The Executive Order’s travel restriction also does NOT apply to:
- Any applicant who was in the United States on June 26, 2017.
- Any applicant who had a valid visa at 5:00pm (EST) on January 27. 2017 (the date the original Executive Order was signed).
- Any applicant who had a valid visa on June 29, 2017.
- Any lawful permanent resident of the United States.
- Any applicant who is admitted to or paroled into the United States on or after June 26, 2017.
- Any applicant who has a document other than a visa, valid on June 29, 2017, or issued any date thereafter, that permits him or her to travel to the United States and seek entry or admission (ie: Advance Parole document).
- Any dual national of a country designated under the order when travelling on a passport issued by a non-designated country.

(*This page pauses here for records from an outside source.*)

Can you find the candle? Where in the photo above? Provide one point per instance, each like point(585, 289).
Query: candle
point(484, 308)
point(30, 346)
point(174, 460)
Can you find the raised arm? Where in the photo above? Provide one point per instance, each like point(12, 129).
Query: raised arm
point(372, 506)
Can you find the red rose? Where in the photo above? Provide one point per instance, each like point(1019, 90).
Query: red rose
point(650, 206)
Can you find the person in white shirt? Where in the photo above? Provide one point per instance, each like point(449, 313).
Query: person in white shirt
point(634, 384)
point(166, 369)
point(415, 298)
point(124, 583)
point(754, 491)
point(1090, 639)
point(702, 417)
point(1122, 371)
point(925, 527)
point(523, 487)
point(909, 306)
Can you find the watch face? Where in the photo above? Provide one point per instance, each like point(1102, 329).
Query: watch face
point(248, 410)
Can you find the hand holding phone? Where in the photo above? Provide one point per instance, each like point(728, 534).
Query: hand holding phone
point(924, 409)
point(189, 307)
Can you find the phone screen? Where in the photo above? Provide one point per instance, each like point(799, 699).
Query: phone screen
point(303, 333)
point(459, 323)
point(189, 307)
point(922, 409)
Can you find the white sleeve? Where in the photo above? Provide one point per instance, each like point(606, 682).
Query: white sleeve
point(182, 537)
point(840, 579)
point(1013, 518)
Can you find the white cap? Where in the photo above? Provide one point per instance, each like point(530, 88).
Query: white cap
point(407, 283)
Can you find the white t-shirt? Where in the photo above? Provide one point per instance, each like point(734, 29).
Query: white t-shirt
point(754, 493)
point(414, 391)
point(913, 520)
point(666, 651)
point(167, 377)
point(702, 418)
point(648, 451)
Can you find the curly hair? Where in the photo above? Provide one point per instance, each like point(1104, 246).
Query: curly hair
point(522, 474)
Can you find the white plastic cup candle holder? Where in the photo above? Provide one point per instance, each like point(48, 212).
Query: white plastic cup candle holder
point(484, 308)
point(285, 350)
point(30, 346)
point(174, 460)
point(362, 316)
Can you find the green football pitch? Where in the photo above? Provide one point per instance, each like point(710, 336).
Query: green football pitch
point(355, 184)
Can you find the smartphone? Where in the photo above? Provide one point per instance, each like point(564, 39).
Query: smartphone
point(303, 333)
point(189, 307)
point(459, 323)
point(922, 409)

- Any applicant travelling on an A1, A2, NATO-1 through NATO-6 visa, C2 for travel to the United Nations, C3, G1, G2, G3, or G4 visa or a diplomatic-type visa of any classification.
- Any applicant who has been granted asylum; any refugee who has already been admitted to the United States, or any individual who has been granted withholding of removal, advance parole, or protection under the Convention Against Torture.
- Any V92 or V93 applicant.
Discretionary Waiver Process: As mentioned above, new applications will be reviewed on a case-by-case basis. The DOS has outlined a waiver process for those impacted by the 90 day travel restriction which would be reviewed on a case-by-case basis and would factor in:
(1) whether denying entry during the 90 day suspension would cause undue hardship;
(2) whether the applicant’s entry would pose a threat to national security and
(3) whether the applicant’s entry would be in the national interest.
DOS provides the following examples of where a waiver may be considered. However, the nature of the criteria and the lack of clear standards and process may result in these waivers being difficult to obtain:
- Applicant has previous significant contacts with the United States but is outside the United States on the effective date of the Executive Order for work, study, or other lawful activity.
- Applicant seeks to enter the United States for significant business or professional obligations and the denial of entry during the suspension period would impair those obligations.
- Applicant is an infant, young child or adoptee, an individual needing urgent medical care, or someone whose entry is otherwise justified by special circumstances.
- Applicant is traveling for purposes related to an international organization designated under the International Organizations Immunities Act, traveling for purposes of conducting meetings or business with the United States government, or traveling to conduct business on behalf of an international organization not designated under the IOIA
- Applicant is a permanent resident of Canada who applies for a visa at a location within Canada.